Rework continuous-improve: always enrich, add deep scan, strengthen web research

This commit is contained in:
daniel
2026-02-22 22:14:18 +00:00
parent 1c8a67349f
commit a8454cf9c4
7 changed files with 50 additions and 28 deletions

View File

@@ -1,16 +1,15 @@
#!/usr/bin/env bash
# continuous-improve.sh — Entity-by-entity continuous improvement loop
# continuous-improve.sh — Continuous enrichment and quality loop
#
# Iterates through every factbase entity, one at a time.
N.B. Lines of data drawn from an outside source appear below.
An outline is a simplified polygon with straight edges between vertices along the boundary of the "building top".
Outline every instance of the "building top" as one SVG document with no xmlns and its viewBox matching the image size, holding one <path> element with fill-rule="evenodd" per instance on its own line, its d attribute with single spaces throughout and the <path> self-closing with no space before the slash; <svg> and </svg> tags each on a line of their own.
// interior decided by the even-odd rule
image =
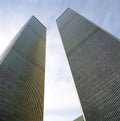
<svg viewBox="0 0 120 121">
<path fill-rule="evenodd" d="M 35 16 L 32 16 L 26 25 L 43 39 L 46 38 L 46 27 Z"/>
</svg>

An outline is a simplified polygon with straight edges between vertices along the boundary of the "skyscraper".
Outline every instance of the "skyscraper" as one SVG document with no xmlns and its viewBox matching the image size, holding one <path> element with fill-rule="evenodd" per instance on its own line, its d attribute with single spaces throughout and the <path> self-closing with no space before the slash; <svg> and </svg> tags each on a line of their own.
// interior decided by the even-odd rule
<svg viewBox="0 0 120 121">
<path fill-rule="evenodd" d="M 86 121 L 120 121 L 120 42 L 71 9 L 57 24 Z"/>
<path fill-rule="evenodd" d="M 32 16 L 0 61 L 0 121 L 43 121 L 46 28 Z"/>
<path fill-rule="evenodd" d="M 84 121 L 84 120 L 83 120 L 83 116 L 78 117 L 78 118 L 75 119 L 74 121 Z"/>
</svg>

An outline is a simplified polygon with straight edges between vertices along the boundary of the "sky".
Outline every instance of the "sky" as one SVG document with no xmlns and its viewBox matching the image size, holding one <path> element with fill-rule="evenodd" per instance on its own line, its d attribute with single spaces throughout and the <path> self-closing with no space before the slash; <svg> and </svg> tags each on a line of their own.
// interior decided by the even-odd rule
<svg viewBox="0 0 120 121">
<path fill-rule="evenodd" d="M 82 115 L 56 25 L 68 7 L 120 38 L 120 0 L 0 0 L 0 55 L 32 15 L 47 27 L 44 121 Z"/>
</svg>

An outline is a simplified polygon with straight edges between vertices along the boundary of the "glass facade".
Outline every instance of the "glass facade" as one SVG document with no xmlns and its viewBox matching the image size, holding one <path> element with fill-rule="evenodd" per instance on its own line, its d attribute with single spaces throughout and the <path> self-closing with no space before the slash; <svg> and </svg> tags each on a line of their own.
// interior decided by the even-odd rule
<svg viewBox="0 0 120 121">
<path fill-rule="evenodd" d="M 120 42 L 71 9 L 57 24 L 86 121 L 120 121 Z"/>
<path fill-rule="evenodd" d="M 43 121 L 46 28 L 32 16 L 3 53 L 0 121 Z"/>
</svg>

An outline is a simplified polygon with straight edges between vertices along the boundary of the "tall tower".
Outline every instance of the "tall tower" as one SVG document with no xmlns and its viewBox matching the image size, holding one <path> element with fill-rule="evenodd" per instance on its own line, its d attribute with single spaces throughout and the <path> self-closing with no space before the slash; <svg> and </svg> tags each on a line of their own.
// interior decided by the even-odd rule
<svg viewBox="0 0 120 121">
<path fill-rule="evenodd" d="M 57 24 L 86 121 L 120 121 L 120 42 L 71 9 Z"/>
<path fill-rule="evenodd" d="M 0 121 L 43 121 L 46 28 L 32 16 L 0 61 Z"/>
</svg>

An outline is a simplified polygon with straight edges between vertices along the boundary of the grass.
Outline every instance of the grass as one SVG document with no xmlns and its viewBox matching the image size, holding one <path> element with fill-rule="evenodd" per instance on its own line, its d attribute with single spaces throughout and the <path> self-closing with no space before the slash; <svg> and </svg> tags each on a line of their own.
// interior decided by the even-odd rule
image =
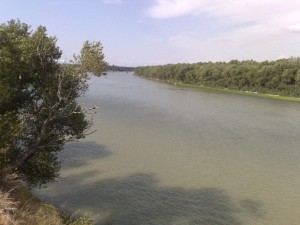
<svg viewBox="0 0 300 225">
<path fill-rule="evenodd" d="M 290 97 L 290 96 L 264 94 L 264 93 L 251 92 L 251 91 L 240 91 L 240 90 L 232 90 L 232 89 L 218 88 L 218 87 L 207 87 L 207 86 L 198 85 L 198 84 L 177 83 L 177 82 L 174 82 L 174 81 L 166 81 L 166 83 L 171 84 L 171 85 L 176 85 L 176 86 L 179 86 L 179 87 L 193 88 L 193 89 L 199 89 L 199 90 L 204 90 L 204 91 L 255 96 L 255 97 L 260 97 L 260 98 L 269 98 L 269 99 L 289 101 L 289 102 L 300 102 L 300 98 Z"/>
<path fill-rule="evenodd" d="M 86 216 L 67 215 L 42 202 L 20 182 L 0 183 L 1 225 L 94 225 Z"/>
</svg>

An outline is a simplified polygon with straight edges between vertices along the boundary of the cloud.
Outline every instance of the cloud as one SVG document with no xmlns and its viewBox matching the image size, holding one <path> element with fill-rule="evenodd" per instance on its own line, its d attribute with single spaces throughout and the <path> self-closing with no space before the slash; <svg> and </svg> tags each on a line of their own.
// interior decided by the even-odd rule
<svg viewBox="0 0 300 225">
<path fill-rule="evenodd" d="M 168 39 L 180 57 L 190 55 L 193 61 L 266 60 L 299 54 L 299 0 L 155 0 L 148 15 L 158 21 L 194 17 L 189 20 L 196 22 L 189 26 L 193 30 L 173 33 Z M 211 29 L 215 30 L 209 37 L 202 35 Z"/>
<path fill-rule="evenodd" d="M 300 33 L 300 23 L 290 25 L 288 27 L 288 30 L 291 31 L 291 32 L 293 32 L 293 33 Z"/>
<path fill-rule="evenodd" d="M 120 5 L 123 3 L 123 0 L 102 0 L 104 4 L 107 5 Z"/>
<path fill-rule="evenodd" d="M 194 13 L 203 6 L 198 0 L 156 0 L 156 4 L 149 9 L 153 18 L 166 19 Z"/>
</svg>

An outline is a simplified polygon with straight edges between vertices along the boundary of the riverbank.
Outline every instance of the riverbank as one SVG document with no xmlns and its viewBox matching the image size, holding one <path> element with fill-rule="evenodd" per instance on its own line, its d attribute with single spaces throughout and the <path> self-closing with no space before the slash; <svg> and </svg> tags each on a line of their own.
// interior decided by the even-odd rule
<svg viewBox="0 0 300 225">
<path fill-rule="evenodd" d="M 136 75 L 138 76 L 138 75 Z M 138 76 L 141 77 L 141 76 Z M 254 96 L 259 98 L 269 98 L 274 100 L 280 100 L 280 101 L 288 101 L 288 102 L 300 102 L 300 98 L 296 97 L 290 97 L 290 96 L 282 96 L 282 95 L 273 95 L 273 94 L 265 94 L 265 93 L 259 93 L 259 92 L 252 92 L 252 91 L 241 91 L 241 90 L 233 90 L 228 88 L 219 88 L 219 87 L 208 87 L 200 84 L 188 84 L 188 83 L 181 83 L 181 82 L 175 82 L 172 80 L 160 80 L 160 79 L 152 79 L 149 77 L 142 77 L 144 79 L 154 80 L 162 83 L 167 83 L 170 85 L 174 85 L 177 87 L 182 88 L 191 88 L 191 89 L 198 89 L 202 91 L 211 91 L 211 92 L 220 92 L 220 93 L 228 93 L 228 94 L 237 94 L 237 95 L 247 95 L 247 96 Z"/>
<path fill-rule="evenodd" d="M 86 216 L 68 215 L 41 201 L 20 182 L 0 182 L 1 225 L 93 225 Z"/>
<path fill-rule="evenodd" d="M 203 86 L 203 85 L 178 83 L 178 82 L 172 82 L 172 81 L 166 81 L 166 83 L 175 85 L 175 86 L 179 86 L 179 87 L 200 89 L 200 90 L 205 90 L 205 91 L 214 91 L 214 92 L 223 92 L 223 93 L 238 94 L 238 95 L 255 96 L 255 97 L 260 97 L 260 98 L 271 98 L 271 99 L 275 99 L 275 100 L 289 101 L 289 102 L 300 102 L 300 98 L 290 97 L 290 96 L 264 94 L 264 93 L 258 93 L 258 92 L 252 92 L 252 91 L 232 90 L 232 89 L 227 89 L 227 88 L 207 87 L 207 86 Z"/>
</svg>

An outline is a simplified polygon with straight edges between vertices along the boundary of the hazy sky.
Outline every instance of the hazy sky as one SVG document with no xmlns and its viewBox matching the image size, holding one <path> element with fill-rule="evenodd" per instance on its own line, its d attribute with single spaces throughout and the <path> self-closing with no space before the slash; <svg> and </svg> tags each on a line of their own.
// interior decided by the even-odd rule
<svg viewBox="0 0 300 225">
<path fill-rule="evenodd" d="M 63 59 L 100 40 L 110 64 L 300 56 L 300 0 L 0 0 L 0 22 L 44 25 Z"/>
</svg>

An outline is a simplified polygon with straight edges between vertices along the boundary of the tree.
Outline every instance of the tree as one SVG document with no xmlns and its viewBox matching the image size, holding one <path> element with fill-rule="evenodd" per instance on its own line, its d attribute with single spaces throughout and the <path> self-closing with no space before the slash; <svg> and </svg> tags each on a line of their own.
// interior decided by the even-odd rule
<svg viewBox="0 0 300 225">
<path fill-rule="evenodd" d="M 76 99 L 106 64 L 101 43 L 87 41 L 73 65 L 61 65 L 56 38 L 29 29 L 15 20 L 0 25 L 0 175 L 41 185 L 59 175 L 63 146 L 89 132 Z"/>
</svg>

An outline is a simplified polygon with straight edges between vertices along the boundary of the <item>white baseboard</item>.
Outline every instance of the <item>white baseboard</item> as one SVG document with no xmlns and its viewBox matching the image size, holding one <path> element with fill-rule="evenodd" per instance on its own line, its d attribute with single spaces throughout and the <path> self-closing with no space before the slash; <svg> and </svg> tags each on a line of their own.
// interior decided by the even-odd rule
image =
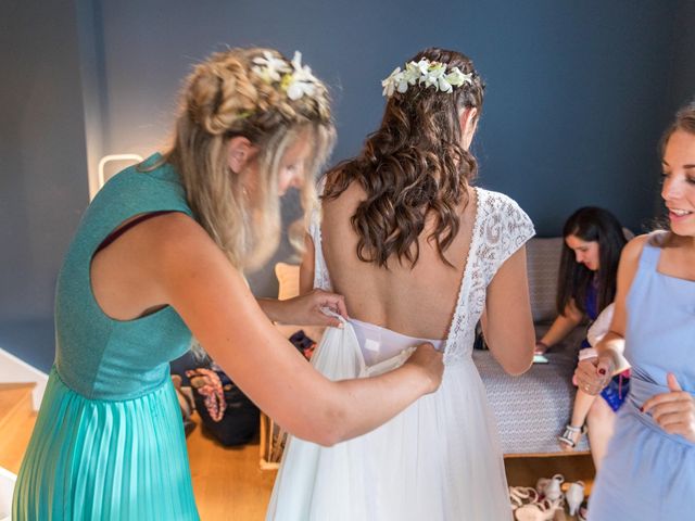
<svg viewBox="0 0 695 521">
<path fill-rule="evenodd" d="M 34 410 L 39 410 L 48 374 L 0 348 L 0 383 L 36 383 L 31 391 L 31 404 Z"/>
<path fill-rule="evenodd" d="M 11 520 L 12 494 L 17 476 L 0 467 L 0 521 Z"/>
</svg>

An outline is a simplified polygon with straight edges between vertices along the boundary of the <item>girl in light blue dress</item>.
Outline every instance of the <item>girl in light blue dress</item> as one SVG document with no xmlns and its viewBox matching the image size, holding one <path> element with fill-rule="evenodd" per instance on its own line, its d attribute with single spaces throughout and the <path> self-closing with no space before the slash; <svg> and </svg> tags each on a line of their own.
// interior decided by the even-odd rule
<svg viewBox="0 0 695 521">
<path fill-rule="evenodd" d="M 670 231 L 626 246 L 610 332 L 577 370 L 596 394 L 622 350 L 630 394 L 597 474 L 589 520 L 695 519 L 695 104 L 662 141 Z"/>
</svg>

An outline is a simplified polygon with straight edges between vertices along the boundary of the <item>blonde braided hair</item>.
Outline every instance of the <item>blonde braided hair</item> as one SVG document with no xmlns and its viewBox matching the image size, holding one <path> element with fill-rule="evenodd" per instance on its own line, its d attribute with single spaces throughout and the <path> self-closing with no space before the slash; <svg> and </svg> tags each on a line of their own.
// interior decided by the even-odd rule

Does mechanical
# cleanup in bash (fast), then only invokes an agent for entities that
# actually need review resolution or enrichment.
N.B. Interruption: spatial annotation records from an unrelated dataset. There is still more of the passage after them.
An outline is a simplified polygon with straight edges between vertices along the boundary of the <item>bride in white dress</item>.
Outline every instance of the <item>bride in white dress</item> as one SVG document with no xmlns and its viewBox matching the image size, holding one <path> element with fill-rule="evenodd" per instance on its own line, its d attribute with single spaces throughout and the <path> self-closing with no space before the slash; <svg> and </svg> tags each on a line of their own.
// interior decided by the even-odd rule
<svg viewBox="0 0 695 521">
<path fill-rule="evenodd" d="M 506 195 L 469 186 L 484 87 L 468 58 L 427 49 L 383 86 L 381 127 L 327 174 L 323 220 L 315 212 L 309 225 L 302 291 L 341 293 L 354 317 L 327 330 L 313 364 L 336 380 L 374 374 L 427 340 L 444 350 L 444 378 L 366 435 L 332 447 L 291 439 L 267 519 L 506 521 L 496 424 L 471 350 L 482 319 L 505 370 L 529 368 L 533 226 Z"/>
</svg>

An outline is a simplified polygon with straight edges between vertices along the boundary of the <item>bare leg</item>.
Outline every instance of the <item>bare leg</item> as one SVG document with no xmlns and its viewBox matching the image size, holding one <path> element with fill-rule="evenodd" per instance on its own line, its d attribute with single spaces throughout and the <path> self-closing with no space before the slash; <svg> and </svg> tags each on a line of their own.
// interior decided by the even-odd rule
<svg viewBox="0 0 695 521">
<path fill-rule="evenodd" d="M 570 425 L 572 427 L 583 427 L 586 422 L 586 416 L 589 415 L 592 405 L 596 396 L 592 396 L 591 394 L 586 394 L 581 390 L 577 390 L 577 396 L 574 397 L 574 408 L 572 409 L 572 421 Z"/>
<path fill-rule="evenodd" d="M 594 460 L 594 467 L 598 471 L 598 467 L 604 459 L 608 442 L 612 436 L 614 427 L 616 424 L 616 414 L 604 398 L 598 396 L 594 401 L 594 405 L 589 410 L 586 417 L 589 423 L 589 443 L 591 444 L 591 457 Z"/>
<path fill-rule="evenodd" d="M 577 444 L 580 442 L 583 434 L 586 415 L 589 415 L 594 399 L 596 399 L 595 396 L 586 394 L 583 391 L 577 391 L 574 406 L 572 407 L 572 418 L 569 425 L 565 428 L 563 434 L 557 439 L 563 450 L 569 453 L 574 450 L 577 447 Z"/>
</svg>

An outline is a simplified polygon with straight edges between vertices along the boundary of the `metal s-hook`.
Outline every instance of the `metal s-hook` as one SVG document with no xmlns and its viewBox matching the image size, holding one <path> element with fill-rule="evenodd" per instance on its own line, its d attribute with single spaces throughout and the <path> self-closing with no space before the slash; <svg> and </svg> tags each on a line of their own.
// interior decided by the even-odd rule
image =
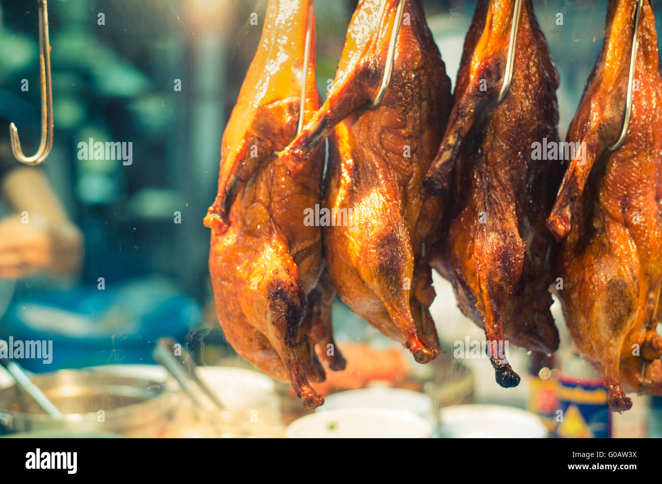
<svg viewBox="0 0 662 484">
<path fill-rule="evenodd" d="M 382 4 L 383 5 L 385 4 Z M 373 101 L 373 108 L 379 106 L 381 100 L 384 99 L 386 90 L 391 83 L 391 76 L 393 73 L 393 61 L 395 58 L 395 45 L 398 40 L 398 34 L 400 32 L 400 26 L 402 23 L 402 14 L 404 12 L 404 0 L 400 0 L 398 4 L 398 10 L 395 16 L 395 22 L 393 24 L 393 30 L 391 32 L 391 42 L 389 44 L 389 52 L 386 57 L 386 66 L 384 69 L 384 77 L 381 81 L 381 86 L 377 92 L 375 100 Z"/>
<path fill-rule="evenodd" d="M 299 127 L 297 128 L 298 136 L 303 130 L 303 114 L 306 107 L 306 86 L 308 84 L 308 60 L 310 56 L 310 44 L 312 37 L 312 16 L 315 1 L 308 2 L 308 26 L 306 28 L 306 45 L 303 50 L 303 83 L 301 87 L 301 104 L 299 110 Z"/>
<path fill-rule="evenodd" d="M 637 2 L 637 13 L 634 19 L 634 34 L 632 35 L 632 50 L 630 51 L 630 76 L 628 79 L 628 97 L 625 102 L 625 117 L 623 119 L 623 128 L 621 130 L 620 136 L 618 140 L 612 145 L 609 147 L 610 151 L 614 151 L 618 149 L 626 135 L 628 134 L 628 128 L 630 127 L 630 117 L 632 113 L 632 89 L 634 85 L 634 71 L 637 64 L 637 49 L 639 48 L 639 23 L 641 19 L 641 9 L 643 7 L 643 0 L 639 0 Z"/>
<path fill-rule="evenodd" d="M 512 25 L 510 27 L 510 41 L 508 45 L 508 58 L 506 60 L 506 72 L 503 77 L 503 85 L 496 98 L 496 104 L 499 104 L 506 97 L 508 90 L 510 89 L 512 82 L 512 71 L 515 63 L 515 44 L 517 42 L 517 30 L 520 25 L 520 14 L 522 12 L 522 0 L 515 0 L 515 6 L 512 11 Z"/>
<path fill-rule="evenodd" d="M 19 131 L 14 123 L 9 125 L 11 151 L 14 157 L 26 165 L 39 165 L 44 162 L 53 147 L 53 96 L 50 79 L 50 42 L 48 39 L 48 10 L 46 0 L 39 3 L 39 68 L 41 74 L 41 141 L 37 152 L 32 156 L 23 154 L 19 141 Z"/>
</svg>

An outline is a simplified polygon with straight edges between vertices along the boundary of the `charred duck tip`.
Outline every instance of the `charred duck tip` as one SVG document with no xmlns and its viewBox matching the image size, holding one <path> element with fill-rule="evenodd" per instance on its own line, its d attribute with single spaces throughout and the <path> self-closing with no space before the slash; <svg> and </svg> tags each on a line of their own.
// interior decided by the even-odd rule
<svg viewBox="0 0 662 484">
<path fill-rule="evenodd" d="M 570 232 L 570 218 L 565 214 L 553 214 L 547 220 L 547 230 L 552 233 L 556 240 L 561 241 Z"/>
<path fill-rule="evenodd" d="M 229 224 L 226 223 L 220 216 L 216 213 L 207 214 L 203 220 L 203 225 L 211 229 L 219 235 L 222 235 L 230 227 Z"/>
<path fill-rule="evenodd" d="M 498 383 L 504 388 L 512 388 L 520 384 L 520 376 L 513 371 L 507 362 L 490 360 L 495 367 L 495 376 Z"/>
<path fill-rule="evenodd" d="M 303 406 L 307 409 L 314 410 L 318 407 L 324 405 L 324 397 L 319 393 L 312 393 L 306 395 L 301 395 L 301 400 Z"/>
<path fill-rule="evenodd" d="M 443 195 L 446 192 L 446 186 L 436 177 L 428 175 L 423 179 L 423 186 L 433 196 Z"/>
<path fill-rule="evenodd" d="M 425 364 L 426 363 L 429 363 L 439 355 L 439 350 L 424 348 L 412 351 L 412 354 L 414 356 L 414 360 L 416 363 Z"/>
<path fill-rule="evenodd" d="M 610 397 L 608 403 L 612 412 L 624 412 L 632 408 L 632 400 L 627 397 Z"/>
</svg>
# Each cycle: processes every entity (resolve reviews, enrich from outside
# sources), then runs a deep cross-document validation scan.
#
# Usage: .automate/continuous-improve.sh [options]
# --priority reviews|stale|random Queue ordering (default: reviews)
# --cycle-delay N Seconds between entities (default: 5)
# --model MODEL LLM model (default: claude-sonnet-4.6)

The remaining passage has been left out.